A further step towards Open Data in Annals of Forest Science

Annals of Forest Science, owned  by Inra and published by Springer-Nature, actively develops since several years open access to publications (see our blog post on this topic) and advocates the publication of data papers (information available here). In agreement with the Charter for open access to publications and data, recently published by Inra, and with the new policies promoting data sharing at Springer Nature, Annals of Forest Science takes a new step in direction of open data by refering to an explicit and standardised research policy as described by Springer Nature.

Four types of data policies were defined in this frame:

Type 1. Data sharing and data citation is encouraged.

Type 2. Data sharing and evidence of data sharing are encouraged.

Type 3. Data sharing is encouraged and statements of data availability are required.

Type 4. Data sharing, evidence of data sharing and peer review of data are required.

Annals of Forest Science decided to comply with the Type 3 policy, which implies some changes in our editorial procedures.
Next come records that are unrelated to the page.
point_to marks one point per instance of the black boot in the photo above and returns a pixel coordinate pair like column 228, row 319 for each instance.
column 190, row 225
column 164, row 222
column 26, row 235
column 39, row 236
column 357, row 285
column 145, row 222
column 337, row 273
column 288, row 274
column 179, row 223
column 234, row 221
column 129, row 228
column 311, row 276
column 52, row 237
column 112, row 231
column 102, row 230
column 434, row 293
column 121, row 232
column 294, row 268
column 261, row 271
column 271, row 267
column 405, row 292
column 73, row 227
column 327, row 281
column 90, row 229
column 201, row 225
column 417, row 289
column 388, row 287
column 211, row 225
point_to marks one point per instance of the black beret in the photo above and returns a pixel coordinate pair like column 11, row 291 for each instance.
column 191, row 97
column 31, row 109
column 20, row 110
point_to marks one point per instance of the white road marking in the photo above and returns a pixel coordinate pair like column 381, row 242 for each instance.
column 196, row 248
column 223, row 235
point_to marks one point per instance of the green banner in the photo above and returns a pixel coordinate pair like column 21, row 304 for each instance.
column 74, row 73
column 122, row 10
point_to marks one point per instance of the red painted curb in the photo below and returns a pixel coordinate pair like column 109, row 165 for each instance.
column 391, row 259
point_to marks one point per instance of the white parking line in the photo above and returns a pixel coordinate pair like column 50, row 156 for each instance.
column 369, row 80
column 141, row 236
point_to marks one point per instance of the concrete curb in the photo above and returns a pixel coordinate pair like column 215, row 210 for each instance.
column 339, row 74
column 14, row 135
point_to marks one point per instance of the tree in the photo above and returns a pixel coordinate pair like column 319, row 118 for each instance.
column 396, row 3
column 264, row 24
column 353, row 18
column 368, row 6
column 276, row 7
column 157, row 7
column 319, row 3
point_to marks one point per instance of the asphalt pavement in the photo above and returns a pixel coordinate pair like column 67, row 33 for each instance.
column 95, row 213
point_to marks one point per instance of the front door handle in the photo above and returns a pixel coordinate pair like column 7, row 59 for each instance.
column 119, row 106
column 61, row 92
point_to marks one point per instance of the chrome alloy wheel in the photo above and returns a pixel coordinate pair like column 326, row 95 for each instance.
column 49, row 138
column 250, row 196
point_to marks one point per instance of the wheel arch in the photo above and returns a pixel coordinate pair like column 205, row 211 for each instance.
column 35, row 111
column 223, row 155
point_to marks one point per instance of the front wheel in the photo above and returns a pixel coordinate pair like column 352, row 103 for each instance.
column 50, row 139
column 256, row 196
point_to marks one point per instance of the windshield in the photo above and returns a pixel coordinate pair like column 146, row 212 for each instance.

To better understand the underlying changes, a quick overlook follows. More details are available at Springer Nature.

  1. The authors will be systematically encouraged to make their data available whatever the protocol used (access to the data on request, access on a repository with or without DOI, access via larger data bases, etc….).  The form of the access procedure will be decided by the authors who keep full property and responsibility of the data.
  2. Nevertheless, open access to data will not be compulsory, and there will be no link between acceptance of a paper and the data access policy of the authors.
  3. The authors will be prompted to add a section describing in detail their data sharing policy. In particular, they will state where and how the data may be accessed. In case they decide not to provide an access, they will have to briefly state the background for their decision (privacy agreement, data not fully exploited by the research group, patents and secret protecting the data, …).
  4. The authors will also be encouraged to cite published data sets in the list of references together with their Digital Object Identifier (DOI): data sets are fully citable scientific productions.
  5. The handling editors will make sure that the data policy statement is available and explicit in the manuscript, as a section similar to the acknowladgements. Templates for such specific sections will be made available. They will also check the links to the data sets when provided, without further assessing data quality, which is the sole responsibility of the authors.
  6. Referees will be incited, when data are made available, to check that the data are actually available and correspond to the content of the manuscript; they might check some statistical treatments when they feel it useful.
  7. The reference to these steps will be made available in the Editorial Manager tools as a guide to authors and reviewers probably for the beginning of next year.
  8. We will produce during the next weeks a revised version of the instructions to authors describing what we request from the authors and referees.
  9. Details on these procedures will be made available on the website of Annals of Forest Science as soon as the new policy is fully implemented (ideally beginning 2017).

We do believe that these steps in favour of open data are decisive for our journal (as for may others engaged in similar policies with different publishers). They should dramatically increase the quality of published material. Type 3 policy has the great advantage of avoiding the use of  strongly binding obligations and to leave authors the choice to make data available or not. We will check how this new and explicit data policy will incite the authors to be more pro-active in making their data available for checks and re-use. Central will be the availability of data repositories for the authors, as well as strong incentives in that direction by the institutions employing the authors. The charter recently issued by Inra, our employer, comes in support to this move.